What they saw was the parasites “count to three,” says Striepen. Rather than responding to environmental cues, the parasites followed a rigid built-in plan. After infecting a culture, the parasite underwent three cycles of asexual reproduction. Each cycle took about 12 hours, during which the parasite established a home within the host cell and replicated itself resulting in eight new infectious parasites. Those were then released to infect surrounding host cells.

After these three waves of amplification, their fate changes abruptly, and they turn into either male or female gametes, or sex cells, in a process that also took about 12 hours. Tracking individual parasites and their offspring the researchers found no evidence for a specialized intermediate form assumed by many textbooks, demonstrating direct development.

Interestingly, the parasite appeared pre-committed to their future fate and carried that plan from one host cell into the next in a way not yet understood.
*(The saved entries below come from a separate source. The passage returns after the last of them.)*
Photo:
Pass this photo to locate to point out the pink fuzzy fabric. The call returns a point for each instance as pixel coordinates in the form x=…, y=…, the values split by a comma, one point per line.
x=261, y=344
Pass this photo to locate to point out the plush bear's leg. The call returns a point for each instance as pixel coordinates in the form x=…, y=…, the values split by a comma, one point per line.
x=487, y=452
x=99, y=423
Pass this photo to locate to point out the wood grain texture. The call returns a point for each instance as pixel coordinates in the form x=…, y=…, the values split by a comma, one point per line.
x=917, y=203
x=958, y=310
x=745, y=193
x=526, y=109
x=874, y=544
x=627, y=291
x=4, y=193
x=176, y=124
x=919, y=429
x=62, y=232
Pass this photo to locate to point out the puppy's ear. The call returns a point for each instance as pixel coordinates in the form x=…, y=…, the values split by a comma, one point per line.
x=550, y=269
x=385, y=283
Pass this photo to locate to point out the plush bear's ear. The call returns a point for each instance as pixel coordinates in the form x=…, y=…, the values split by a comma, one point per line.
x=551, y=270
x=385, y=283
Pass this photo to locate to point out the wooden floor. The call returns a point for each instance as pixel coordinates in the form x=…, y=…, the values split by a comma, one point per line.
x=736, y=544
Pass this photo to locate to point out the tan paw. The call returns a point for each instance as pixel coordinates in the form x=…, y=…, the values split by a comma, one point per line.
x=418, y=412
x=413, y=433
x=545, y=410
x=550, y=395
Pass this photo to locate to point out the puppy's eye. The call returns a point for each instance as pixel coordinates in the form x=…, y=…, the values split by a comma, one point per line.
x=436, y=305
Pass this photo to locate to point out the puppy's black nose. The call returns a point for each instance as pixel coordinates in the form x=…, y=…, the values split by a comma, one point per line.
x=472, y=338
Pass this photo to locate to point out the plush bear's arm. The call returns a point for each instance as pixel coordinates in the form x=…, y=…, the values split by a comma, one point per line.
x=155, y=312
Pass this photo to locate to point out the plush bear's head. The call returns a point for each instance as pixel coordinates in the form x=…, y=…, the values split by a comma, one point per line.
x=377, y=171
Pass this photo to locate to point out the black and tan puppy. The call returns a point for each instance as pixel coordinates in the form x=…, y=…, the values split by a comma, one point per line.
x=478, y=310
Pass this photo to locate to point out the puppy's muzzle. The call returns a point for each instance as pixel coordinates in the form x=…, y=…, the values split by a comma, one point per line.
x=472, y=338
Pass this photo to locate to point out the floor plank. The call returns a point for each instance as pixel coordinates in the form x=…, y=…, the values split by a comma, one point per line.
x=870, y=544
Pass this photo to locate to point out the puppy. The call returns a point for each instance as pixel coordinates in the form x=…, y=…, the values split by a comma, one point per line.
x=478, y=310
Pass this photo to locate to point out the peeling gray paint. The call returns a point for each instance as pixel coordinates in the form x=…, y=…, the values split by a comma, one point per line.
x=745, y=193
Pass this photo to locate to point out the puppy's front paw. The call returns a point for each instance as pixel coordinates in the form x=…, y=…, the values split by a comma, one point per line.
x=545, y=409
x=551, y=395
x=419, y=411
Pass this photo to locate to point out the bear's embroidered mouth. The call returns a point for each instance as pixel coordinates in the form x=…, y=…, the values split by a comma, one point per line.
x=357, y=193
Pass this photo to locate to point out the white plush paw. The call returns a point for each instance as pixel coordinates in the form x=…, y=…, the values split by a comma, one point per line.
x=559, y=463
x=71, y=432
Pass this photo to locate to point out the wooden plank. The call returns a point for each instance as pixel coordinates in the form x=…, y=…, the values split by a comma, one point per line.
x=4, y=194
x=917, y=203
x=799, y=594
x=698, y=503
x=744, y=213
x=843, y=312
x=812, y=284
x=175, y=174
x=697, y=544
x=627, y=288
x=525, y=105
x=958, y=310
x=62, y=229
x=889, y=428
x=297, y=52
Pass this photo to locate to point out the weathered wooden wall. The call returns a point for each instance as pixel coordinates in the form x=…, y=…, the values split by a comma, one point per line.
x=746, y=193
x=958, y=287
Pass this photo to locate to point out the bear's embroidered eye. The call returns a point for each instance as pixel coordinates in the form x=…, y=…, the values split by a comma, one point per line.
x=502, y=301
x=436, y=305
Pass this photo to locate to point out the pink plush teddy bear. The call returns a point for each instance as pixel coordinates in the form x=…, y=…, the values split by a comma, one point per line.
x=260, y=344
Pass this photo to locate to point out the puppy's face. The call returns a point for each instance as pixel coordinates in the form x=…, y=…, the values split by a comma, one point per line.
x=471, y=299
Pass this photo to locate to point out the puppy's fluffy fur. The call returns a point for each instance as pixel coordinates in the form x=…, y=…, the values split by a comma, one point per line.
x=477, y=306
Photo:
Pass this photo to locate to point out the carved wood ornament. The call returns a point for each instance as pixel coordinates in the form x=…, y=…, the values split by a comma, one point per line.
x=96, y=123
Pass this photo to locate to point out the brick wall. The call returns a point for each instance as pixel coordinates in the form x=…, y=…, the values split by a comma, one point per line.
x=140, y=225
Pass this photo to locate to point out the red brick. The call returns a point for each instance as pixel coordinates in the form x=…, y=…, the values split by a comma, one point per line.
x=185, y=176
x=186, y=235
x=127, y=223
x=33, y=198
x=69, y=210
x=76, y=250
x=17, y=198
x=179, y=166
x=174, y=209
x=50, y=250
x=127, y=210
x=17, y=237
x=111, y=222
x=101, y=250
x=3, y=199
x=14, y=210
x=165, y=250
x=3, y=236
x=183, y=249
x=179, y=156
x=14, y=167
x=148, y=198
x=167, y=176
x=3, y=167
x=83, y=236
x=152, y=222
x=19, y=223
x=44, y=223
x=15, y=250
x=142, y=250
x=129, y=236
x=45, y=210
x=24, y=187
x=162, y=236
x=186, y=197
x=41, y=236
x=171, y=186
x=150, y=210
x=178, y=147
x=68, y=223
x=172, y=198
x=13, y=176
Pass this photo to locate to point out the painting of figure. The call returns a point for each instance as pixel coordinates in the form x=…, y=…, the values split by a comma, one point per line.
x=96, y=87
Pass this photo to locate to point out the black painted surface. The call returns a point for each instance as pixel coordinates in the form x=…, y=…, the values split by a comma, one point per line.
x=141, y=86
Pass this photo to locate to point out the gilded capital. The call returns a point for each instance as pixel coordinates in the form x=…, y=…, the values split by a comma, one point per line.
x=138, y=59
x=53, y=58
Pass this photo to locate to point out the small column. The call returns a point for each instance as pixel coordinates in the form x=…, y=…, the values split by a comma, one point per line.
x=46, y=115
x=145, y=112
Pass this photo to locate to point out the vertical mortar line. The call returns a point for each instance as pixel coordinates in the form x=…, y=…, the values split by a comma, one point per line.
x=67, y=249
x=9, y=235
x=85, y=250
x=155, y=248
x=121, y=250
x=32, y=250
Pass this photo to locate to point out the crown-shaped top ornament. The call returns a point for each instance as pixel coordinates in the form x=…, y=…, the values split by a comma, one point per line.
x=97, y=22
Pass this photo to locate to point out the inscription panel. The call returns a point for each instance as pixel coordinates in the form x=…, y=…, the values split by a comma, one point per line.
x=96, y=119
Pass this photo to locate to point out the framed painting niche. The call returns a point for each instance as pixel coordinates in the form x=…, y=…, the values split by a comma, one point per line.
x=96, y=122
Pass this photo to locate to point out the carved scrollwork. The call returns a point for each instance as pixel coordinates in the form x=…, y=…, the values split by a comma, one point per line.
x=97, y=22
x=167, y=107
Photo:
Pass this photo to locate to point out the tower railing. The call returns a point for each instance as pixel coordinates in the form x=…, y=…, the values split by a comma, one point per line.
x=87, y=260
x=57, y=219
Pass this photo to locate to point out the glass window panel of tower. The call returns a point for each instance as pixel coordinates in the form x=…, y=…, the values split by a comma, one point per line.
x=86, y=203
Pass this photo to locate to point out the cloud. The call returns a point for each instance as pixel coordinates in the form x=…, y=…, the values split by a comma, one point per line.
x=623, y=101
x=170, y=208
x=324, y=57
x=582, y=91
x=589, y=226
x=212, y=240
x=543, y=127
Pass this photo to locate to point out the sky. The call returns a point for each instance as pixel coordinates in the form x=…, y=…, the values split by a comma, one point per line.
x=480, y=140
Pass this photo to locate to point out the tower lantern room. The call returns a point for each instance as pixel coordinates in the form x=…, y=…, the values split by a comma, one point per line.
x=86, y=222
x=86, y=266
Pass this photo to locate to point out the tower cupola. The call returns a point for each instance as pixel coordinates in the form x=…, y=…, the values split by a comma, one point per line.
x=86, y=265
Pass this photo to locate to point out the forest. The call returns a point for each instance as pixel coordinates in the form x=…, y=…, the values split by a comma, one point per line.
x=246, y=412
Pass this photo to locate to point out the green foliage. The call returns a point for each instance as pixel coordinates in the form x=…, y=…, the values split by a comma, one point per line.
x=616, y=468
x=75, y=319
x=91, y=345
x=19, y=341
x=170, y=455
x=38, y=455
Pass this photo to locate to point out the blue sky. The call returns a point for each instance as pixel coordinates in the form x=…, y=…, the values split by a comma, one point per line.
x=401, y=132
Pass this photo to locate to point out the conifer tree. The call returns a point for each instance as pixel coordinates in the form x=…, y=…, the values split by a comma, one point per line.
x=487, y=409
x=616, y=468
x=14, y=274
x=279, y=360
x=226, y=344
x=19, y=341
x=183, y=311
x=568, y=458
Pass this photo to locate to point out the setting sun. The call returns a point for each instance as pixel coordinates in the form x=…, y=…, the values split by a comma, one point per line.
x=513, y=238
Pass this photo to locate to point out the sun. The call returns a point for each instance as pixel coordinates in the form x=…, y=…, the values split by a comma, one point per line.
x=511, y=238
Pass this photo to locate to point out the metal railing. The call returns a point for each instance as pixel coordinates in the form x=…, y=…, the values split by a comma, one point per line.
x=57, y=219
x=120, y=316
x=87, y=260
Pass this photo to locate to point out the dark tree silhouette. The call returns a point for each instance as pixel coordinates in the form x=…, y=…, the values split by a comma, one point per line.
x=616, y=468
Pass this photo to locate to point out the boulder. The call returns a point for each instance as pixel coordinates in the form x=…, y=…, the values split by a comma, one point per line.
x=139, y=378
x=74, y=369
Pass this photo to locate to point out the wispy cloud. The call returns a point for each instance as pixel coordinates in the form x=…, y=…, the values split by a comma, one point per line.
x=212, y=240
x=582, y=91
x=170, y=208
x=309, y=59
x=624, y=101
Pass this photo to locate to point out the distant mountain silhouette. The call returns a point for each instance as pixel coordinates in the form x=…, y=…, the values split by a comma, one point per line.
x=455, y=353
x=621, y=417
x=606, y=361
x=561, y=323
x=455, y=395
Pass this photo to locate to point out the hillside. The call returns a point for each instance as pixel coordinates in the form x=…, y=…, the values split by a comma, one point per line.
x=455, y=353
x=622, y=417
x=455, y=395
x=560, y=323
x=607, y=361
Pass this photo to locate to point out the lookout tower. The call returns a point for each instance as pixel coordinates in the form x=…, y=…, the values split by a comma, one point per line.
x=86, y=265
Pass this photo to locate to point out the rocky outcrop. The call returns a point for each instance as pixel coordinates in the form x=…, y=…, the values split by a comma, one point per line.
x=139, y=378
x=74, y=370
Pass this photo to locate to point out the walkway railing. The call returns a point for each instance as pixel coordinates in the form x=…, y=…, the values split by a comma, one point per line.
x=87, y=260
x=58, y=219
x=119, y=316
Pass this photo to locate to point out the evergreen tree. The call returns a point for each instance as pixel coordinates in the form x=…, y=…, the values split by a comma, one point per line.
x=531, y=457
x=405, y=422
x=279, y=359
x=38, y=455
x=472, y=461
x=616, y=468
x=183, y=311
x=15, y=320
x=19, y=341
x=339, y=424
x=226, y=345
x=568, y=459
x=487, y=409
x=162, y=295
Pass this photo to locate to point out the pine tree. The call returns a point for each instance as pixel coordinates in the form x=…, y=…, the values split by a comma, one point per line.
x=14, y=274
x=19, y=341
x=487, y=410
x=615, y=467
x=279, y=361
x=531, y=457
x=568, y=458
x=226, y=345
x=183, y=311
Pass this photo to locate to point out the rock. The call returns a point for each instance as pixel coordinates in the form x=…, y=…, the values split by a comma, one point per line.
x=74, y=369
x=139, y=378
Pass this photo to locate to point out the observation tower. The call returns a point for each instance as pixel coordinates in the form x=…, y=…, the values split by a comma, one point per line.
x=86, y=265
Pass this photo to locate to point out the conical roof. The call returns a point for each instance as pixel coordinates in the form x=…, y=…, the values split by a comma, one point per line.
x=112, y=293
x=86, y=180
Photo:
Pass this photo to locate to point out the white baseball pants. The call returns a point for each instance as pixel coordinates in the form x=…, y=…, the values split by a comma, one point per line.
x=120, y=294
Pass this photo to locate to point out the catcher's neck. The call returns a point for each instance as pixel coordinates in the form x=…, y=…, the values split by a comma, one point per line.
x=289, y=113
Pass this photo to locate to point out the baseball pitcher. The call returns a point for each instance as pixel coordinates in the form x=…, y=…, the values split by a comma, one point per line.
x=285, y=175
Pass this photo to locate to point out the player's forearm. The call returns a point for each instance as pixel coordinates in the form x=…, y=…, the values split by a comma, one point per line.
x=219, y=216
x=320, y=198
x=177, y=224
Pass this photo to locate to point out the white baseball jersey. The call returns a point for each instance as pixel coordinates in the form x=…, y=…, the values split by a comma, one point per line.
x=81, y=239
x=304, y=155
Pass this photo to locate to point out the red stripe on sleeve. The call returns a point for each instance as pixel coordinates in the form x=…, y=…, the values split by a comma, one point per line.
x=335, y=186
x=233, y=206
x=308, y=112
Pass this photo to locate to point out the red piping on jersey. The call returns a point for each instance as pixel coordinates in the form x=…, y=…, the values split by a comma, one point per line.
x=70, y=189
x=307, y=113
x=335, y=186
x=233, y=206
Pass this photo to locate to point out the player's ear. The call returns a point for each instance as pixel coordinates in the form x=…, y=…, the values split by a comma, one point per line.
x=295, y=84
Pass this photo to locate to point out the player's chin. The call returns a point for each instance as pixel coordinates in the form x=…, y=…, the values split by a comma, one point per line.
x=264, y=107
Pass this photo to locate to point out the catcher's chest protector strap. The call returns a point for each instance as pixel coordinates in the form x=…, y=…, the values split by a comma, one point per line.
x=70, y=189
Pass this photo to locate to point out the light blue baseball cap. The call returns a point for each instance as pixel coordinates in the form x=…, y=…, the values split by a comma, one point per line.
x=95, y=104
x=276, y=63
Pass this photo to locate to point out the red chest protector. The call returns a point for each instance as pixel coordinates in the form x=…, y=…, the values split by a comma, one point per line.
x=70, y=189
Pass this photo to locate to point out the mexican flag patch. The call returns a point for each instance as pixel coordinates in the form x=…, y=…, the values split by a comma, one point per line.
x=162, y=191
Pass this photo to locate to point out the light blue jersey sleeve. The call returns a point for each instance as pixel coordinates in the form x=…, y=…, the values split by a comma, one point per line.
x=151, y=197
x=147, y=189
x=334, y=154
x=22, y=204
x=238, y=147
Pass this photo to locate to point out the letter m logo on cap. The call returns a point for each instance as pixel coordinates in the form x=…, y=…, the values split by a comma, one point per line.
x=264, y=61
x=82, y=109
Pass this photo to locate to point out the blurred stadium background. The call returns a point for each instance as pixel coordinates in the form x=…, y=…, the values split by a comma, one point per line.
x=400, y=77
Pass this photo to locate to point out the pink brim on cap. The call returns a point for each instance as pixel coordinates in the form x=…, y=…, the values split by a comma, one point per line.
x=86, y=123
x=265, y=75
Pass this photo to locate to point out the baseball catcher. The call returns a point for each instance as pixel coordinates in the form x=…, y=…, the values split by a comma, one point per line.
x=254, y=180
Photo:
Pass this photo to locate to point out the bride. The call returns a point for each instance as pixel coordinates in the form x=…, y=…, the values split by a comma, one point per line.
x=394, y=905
The researchers were intrigued to see that male and females arise from the infectious forms released from the same asexual parasites. “One of the really interesting aspects of sexual identity here is that it is not inherited and hard-wired in the genome but much more fluid,” Striepen says. “There’s an asexual cell that divides itself into genetically identical clones, and then those clones somehow become male or female on the fly, resulting in dramatically different cell shape and behavior.”

Future research will focus on the molecular mechanism of commitment to understand how this life cycle is programmed into the parasite’s biology. Understanding the life cycle of Cryptosporidium is critical in thinking about how to create a vaccine or therapy for the disease, Striepen says.

“How cells make decisions and execute developmental plans is one of the most fundamental questions in biology. Cryptosporidium offers a tractable system to better understand this mechanism in parasites. Hopefully we can gain insights that contribute to the understanding of cryptosporidiosis and malaria and lead the way to new urgently needed interventions for these important diseases.”

Boris Striepen is the Mark Whittier and Lila Griswold Allam Professor of Microbiology and Immunology at the University of Pennsylvania School of Veterinary Medicine.

Striepen’s coauthors were lab members Elizabeth D. English, Amandine Guérin, and Jayesh Tandel.

The study was supported by grants from the National Institutes of Health to Striepen and a postdoctoral fellowship from the European Molecular Biology Organisation to Guérin.